In 1699 the Montenegrins used the War of the Holy League to try and break away from the Ottomans, but it was only in 1878 that the Montenegrins defeated the Ottomans and were left to rule themselves.

It was Nikola I who stabilised the new state, doubled its territory and in 1905 introduced the country’s first constitution.

Early in the First World War the Montenegrins sided with the Serbians against the Germans and Austro-Hungarians. They suffered from invasion and siege and were only liberated late in the war by the Allies. Nikola I was accused of seeking a peace with the enemy and was deposed and the Great National Assembly of the Serb People in Montenegro decided that Montenegro should join the Kingdom of Serbia in 1918. This was not received well by everyone and led to the Christmas Uprising against the government. The rebellion was put down but remnants fought a guerrilla war against government forces until the late 1920s.

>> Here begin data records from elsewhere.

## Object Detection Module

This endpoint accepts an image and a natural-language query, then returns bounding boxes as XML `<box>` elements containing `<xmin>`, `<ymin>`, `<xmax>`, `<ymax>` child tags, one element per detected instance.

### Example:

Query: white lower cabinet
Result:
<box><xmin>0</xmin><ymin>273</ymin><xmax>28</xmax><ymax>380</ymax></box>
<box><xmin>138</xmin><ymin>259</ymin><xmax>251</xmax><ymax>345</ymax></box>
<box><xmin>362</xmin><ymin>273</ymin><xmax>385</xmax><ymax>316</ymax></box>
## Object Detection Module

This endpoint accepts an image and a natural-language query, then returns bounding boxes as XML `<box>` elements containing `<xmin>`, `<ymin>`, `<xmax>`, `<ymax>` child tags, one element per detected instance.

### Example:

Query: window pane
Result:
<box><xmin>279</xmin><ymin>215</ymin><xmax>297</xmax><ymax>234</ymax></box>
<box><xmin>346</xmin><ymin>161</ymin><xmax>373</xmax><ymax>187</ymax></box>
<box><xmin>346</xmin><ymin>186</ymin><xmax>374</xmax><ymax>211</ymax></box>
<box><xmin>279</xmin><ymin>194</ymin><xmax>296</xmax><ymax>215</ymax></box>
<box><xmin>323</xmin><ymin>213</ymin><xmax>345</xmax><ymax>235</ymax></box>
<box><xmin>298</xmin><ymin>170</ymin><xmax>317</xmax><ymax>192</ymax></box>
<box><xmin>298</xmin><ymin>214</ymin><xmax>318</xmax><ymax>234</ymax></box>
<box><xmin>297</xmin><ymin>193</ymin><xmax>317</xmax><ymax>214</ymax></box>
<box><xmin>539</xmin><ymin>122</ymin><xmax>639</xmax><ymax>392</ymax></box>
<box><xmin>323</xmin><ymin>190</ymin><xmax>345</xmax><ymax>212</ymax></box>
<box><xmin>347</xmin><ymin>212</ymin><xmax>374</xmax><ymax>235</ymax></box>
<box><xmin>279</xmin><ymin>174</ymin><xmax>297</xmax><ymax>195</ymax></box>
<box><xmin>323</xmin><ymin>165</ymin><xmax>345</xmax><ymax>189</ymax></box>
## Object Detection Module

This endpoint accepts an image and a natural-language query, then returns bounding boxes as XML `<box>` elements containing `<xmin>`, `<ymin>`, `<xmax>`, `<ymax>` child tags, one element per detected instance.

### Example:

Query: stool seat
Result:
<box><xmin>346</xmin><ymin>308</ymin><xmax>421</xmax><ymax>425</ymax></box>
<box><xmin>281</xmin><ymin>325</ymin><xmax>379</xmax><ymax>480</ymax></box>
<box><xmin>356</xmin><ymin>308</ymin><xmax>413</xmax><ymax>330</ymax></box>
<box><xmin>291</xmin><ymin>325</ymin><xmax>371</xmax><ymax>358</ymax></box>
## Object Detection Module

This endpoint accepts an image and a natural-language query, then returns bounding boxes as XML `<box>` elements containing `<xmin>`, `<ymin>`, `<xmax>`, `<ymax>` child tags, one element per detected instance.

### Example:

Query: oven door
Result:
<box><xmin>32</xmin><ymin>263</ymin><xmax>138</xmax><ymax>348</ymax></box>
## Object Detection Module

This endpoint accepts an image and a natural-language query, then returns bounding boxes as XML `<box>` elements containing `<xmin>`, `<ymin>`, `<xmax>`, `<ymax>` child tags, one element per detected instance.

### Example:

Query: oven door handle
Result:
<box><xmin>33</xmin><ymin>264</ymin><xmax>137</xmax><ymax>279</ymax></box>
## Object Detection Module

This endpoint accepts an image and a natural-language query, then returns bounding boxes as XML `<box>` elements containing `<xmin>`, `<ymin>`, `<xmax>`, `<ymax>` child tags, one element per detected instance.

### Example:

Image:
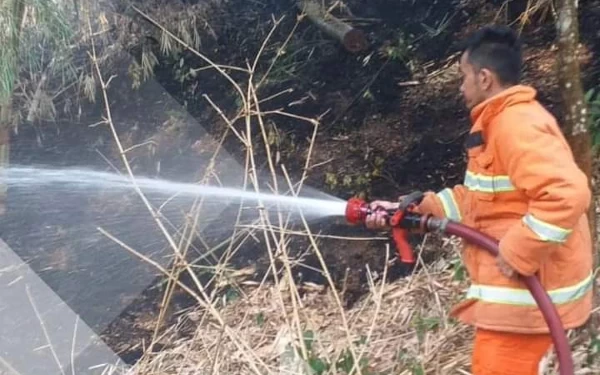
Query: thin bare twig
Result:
<box><xmin>70</xmin><ymin>316</ymin><xmax>79</xmax><ymax>375</ymax></box>
<box><xmin>25</xmin><ymin>285</ymin><xmax>66</xmax><ymax>375</ymax></box>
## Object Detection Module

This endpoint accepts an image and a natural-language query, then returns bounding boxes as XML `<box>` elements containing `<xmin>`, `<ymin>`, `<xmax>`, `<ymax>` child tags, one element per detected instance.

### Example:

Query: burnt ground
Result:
<box><xmin>2</xmin><ymin>0</ymin><xmax>600</xmax><ymax>367</ymax></box>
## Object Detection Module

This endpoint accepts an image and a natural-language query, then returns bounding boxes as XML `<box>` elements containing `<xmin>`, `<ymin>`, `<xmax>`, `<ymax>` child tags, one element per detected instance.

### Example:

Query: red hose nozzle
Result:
<box><xmin>345</xmin><ymin>197</ymin><xmax>369</xmax><ymax>225</ymax></box>
<box><xmin>344</xmin><ymin>197</ymin><xmax>416</xmax><ymax>264</ymax></box>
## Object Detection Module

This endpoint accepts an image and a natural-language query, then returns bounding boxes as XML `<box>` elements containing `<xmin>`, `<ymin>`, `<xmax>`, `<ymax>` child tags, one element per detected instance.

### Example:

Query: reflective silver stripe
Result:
<box><xmin>436</xmin><ymin>188</ymin><xmax>461</xmax><ymax>221</ymax></box>
<box><xmin>523</xmin><ymin>213</ymin><xmax>572</xmax><ymax>243</ymax></box>
<box><xmin>464</xmin><ymin>171</ymin><xmax>516</xmax><ymax>193</ymax></box>
<box><xmin>466</xmin><ymin>272</ymin><xmax>593</xmax><ymax>306</ymax></box>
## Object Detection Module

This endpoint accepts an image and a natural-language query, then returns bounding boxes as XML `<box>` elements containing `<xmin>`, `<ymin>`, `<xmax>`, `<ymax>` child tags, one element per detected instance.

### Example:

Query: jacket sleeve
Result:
<box><xmin>416</xmin><ymin>185</ymin><xmax>467</xmax><ymax>222</ymax></box>
<box><xmin>494</xmin><ymin>117</ymin><xmax>591</xmax><ymax>276</ymax></box>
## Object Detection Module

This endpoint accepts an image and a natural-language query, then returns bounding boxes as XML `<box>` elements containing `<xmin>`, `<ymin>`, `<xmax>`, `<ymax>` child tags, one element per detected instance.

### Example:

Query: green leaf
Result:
<box><xmin>225</xmin><ymin>288</ymin><xmax>239</xmax><ymax>303</ymax></box>
<box><xmin>303</xmin><ymin>330</ymin><xmax>315</xmax><ymax>352</ymax></box>
<box><xmin>593</xmin><ymin>131</ymin><xmax>600</xmax><ymax>147</ymax></box>
<box><xmin>359</xmin><ymin>357</ymin><xmax>370</xmax><ymax>371</ymax></box>
<box><xmin>335</xmin><ymin>349</ymin><xmax>355</xmax><ymax>373</ymax></box>
<box><xmin>590</xmin><ymin>335</ymin><xmax>600</xmax><ymax>353</ymax></box>
<box><xmin>586</xmin><ymin>335</ymin><xmax>600</xmax><ymax>365</ymax></box>
<box><xmin>308</xmin><ymin>357</ymin><xmax>329</xmax><ymax>375</ymax></box>
<box><xmin>451</xmin><ymin>258</ymin><xmax>466</xmax><ymax>281</ymax></box>
<box><xmin>411</xmin><ymin>363</ymin><xmax>425</xmax><ymax>375</ymax></box>
<box><xmin>255</xmin><ymin>312</ymin><xmax>265</xmax><ymax>327</ymax></box>
<box><xmin>585</xmin><ymin>88</ymin><xmax>596</xmax><ymax>103</ymax></box>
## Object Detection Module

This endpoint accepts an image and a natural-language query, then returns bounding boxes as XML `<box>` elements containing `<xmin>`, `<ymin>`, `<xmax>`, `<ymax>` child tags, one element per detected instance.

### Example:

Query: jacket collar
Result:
<box><xmin>469</xmin><ymin>84</ymin><xmax>537</xmax><ymax>131</ymax></box>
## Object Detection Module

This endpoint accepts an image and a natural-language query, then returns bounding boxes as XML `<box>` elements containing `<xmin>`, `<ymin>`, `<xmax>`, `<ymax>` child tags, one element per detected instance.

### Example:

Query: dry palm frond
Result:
<box><xmin>141</xmin><ymin>48</ymin><xmax>159</xmax><ymax>81</ymax></box>
<box><xmin>159</xmin><ymin>29</ymin><xmax>174</xmax><ymax>56</ymax></box>
<box><xmin>82</xmin><ymin>74</ymin><xmax>96</xmax><ymax>103</ymax></box>
<box><xmin>501</xmin><ymin>0</ymin><xmax>556</xmax><ymax>31</ymax></box>
<box><xmin>519</xmin><ymin>0</ymin><xmax>555</xmax><ymax>24</ymax></box>
<box><xmin>121</xmin><ymin>0</ymin><xmax>220</xmax><ymax>59</ymax></box>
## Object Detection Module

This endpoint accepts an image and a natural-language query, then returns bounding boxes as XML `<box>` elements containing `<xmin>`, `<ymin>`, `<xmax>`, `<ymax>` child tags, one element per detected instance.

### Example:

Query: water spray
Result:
<box><xmin>343</xmin><ymin>192</ymin><xmax>575</xmax><ymax>375</ymax></box>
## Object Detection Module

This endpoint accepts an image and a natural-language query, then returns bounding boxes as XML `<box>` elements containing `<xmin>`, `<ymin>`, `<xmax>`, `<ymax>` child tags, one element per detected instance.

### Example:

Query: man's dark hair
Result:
<box><xmin>460</xmin><ymin>25</ymin><xmax>523</xmax><ymax>85</ymax></box>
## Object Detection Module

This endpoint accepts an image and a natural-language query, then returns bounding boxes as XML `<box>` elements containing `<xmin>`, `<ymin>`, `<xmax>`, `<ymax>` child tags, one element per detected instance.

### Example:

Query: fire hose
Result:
<box><xmin>344</xmin><ymin>191</ymin><xmax>574</xmax><ymax>375</ymax></box>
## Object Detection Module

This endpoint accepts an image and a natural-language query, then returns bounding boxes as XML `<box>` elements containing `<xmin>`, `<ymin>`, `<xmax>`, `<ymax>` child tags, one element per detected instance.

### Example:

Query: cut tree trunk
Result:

In 1918, therefore, Montenegro became part of the Kingdom of Serbs, Croats and Slovenes which embraced six nations and in 1929 the Kingdom was renamed the Kingdom of Yugoslavia.

At the start of the Second World War the Italians invaded and the general chaos involved people fighting a civil war, those who supported the Axis powers and those who supported the Allies. After the war, in 1945, Montenegro became part of the Socialist Federal Republic of Yugoslavia (SFRY) which was led by Marshall Josip Broz Tito until his death in 1980.

Montenegro remained part of Yugoslavia until 1992 when it started to break up. The vacuum was filled with a multi-party political system and the Communist party changed its name to the Democratic Party of Socialists of Montenegro (DPS).

In 1990 in the first elections in the new state the Communists took 83 of the 125 seats in the Parliament. In April 1992 in a referendum the people of Montenegro opted to stay with Serbia in a loose union. In 2006 a further referendum was held and this time a narrow majority of 55.5% of the voters decided to declare independence. A new constitution was agreed and ratified in 2007.

After their name change the Democratic Party of Socialists of Montenegro (DPS) went on to win all seven general elections to the present day (1992, 1996, 1998, 2001, 2002, 2006 and 2009) in one guise or another, although there have been a couple of occasions when they have had to share power.

The President is elected by direct vote for a five year term.

The unicameral Parliament of Montenegro has 81 seats with members elected for a four year term.

The Transparency International Corruption Perceptions Index (CPI) 2016 places Montenegro at joint 64th out of 176 countries with a CPI 2016 score of 45 (where 100 is least corrupt).